The chat below, which summarizes 5 years of Fed “forward guidance” on that most critical of variables – the Fed Funds rate – proves two things: i) there is nothing worse in this world than being a Fed Funds or Eurodollar trader, considering 5 years of forecasts have been systematically destroyed by a Fed which has failed time and time and time again to stimulate the economy enough to push it away from ZIRP (and why any hope for the first rate hike in mid-2015 are idiotic), and ii) when it comes to central planning, the economist that now openly control the bond and stock market and increasingly more of global capital flows, have absolutely no idea what tomorrow brings perversely, since it is their actions that have made the required outcome – a self-sustaining, economic recovery – impossible.
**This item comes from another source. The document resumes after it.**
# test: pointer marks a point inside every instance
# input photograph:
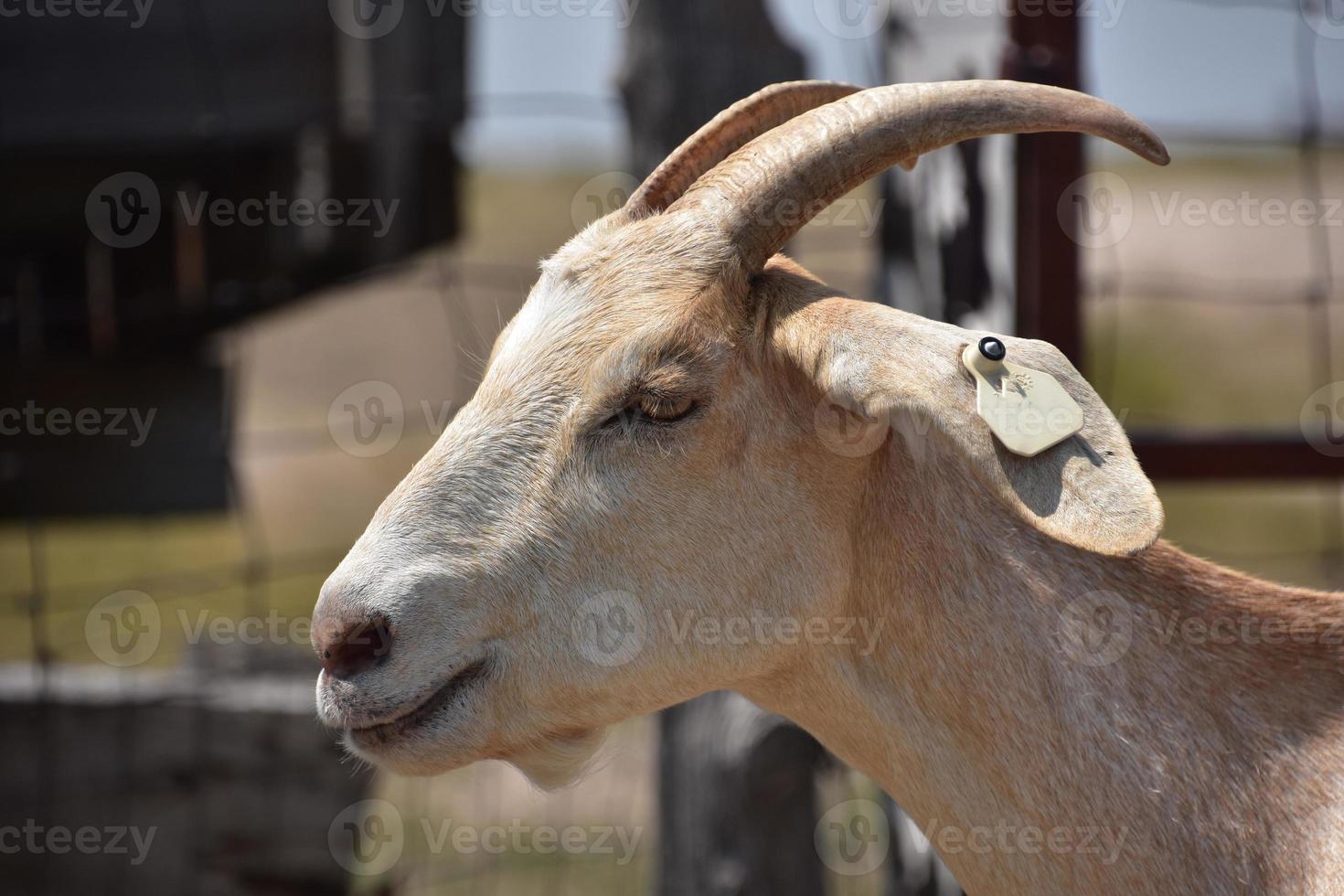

And some amusing cover from Bank of America to justify this disaster:
in each of the last three business cycles, the market consistently mispriced the Fed, expecting rate hikes much too early. Let’s take a look at the forward curve after each FOMC meeting in the most recent period. Until the Fed announced “calendar guidance” in 2011, the markets always saw Fed rate hikes just around the corner. More recently, Fed attempts to guide the markets have flattened that curve.
So… is this Bank of America’s attempt to validate curve flattening (and soon inversion) as bullish? Sure, why not.